Things were surprisingly calm in the small cluster of homes where U.S. troops said they saw the gunfire originate. While semis and cars traveling from Syria and western Iraq to Baghdad sped in the distance, with flapping tarps smacking against speeding trucks hauling various goods, the residents said they knew nothing about the attack. It was an all too familiar - and frustrating - predicament for U.S. troops in Iraq, who regularly met Iraqi residents who either supported insurgents or remained too afraid of them to disclose any valuable intelligence.
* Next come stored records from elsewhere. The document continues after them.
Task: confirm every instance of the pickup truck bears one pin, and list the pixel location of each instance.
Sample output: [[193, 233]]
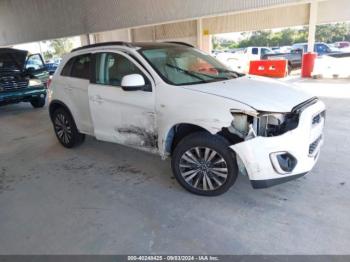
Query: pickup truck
[[23, 78]]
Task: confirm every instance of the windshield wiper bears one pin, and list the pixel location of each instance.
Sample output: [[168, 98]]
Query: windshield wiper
[[187, 72], [222, 70]]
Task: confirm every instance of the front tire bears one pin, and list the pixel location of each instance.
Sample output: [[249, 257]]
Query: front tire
[[65, 129], [38, 102], [204, 165]]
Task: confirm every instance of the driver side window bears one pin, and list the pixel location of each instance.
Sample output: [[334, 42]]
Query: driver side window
[[111, 68]]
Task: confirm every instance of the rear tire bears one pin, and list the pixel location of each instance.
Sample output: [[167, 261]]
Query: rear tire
[[65, 129], [38, 102], [204, 164]]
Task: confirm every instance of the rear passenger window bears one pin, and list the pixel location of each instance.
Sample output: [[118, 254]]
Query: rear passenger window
[[81, 67]]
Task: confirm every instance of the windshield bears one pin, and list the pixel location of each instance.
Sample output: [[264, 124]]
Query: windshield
[[181, 65]]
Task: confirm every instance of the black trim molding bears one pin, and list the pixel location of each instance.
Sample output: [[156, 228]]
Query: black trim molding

And then there, in one family's front yard, was the mud again - but this time partly covered by red pools of blood harbored within fresh, round footprints. U.S. troops had fired back and shot one man in the rear, sending him sprawling into the mud lake that was this family's front yard. The family claimed their son, who had been taken away for medical treatment by U.S. troops, had simply been walking to the outhouse when the bullets came flying by. U.S. troops countered that their son had tested positive for gunshot residue and questioned a "MAM" - or military age male.

The family of the injured man was surprisingly calm and quiet for a group that had just seen a relative crumple on their front yard from a gunshot wound. They mostly watched the Americans and gave short answers to questions from the commanding officer, Lt. Jason Secrest, a young officer from York, Pa., assigned to the 1st Battalion, 172nd Regiment. The middle-aged Iraqi produced an ID badge that said he once worked at a nearby U.S. base. The troops moved on to the neighboring house.

There were no men at the next home - only a middle-aged woman wearing a blue headscarf and dark dress who waited to be questioned as several restless children milled around. As she held her baby girl, she said she knew nothing of the gunfire but said her husband had left to buy a new car and had gone missing.

"He left for Baghdad one month ago and he's disappeared," she explained as roosters crowed and ran around in the mud of her backyard. Violence was nearly impossible to escape in this tortured part of Iraq.

"Can you check his name in the computer to see if he is dead?" she calmly asked. "If you find anything, please let me know."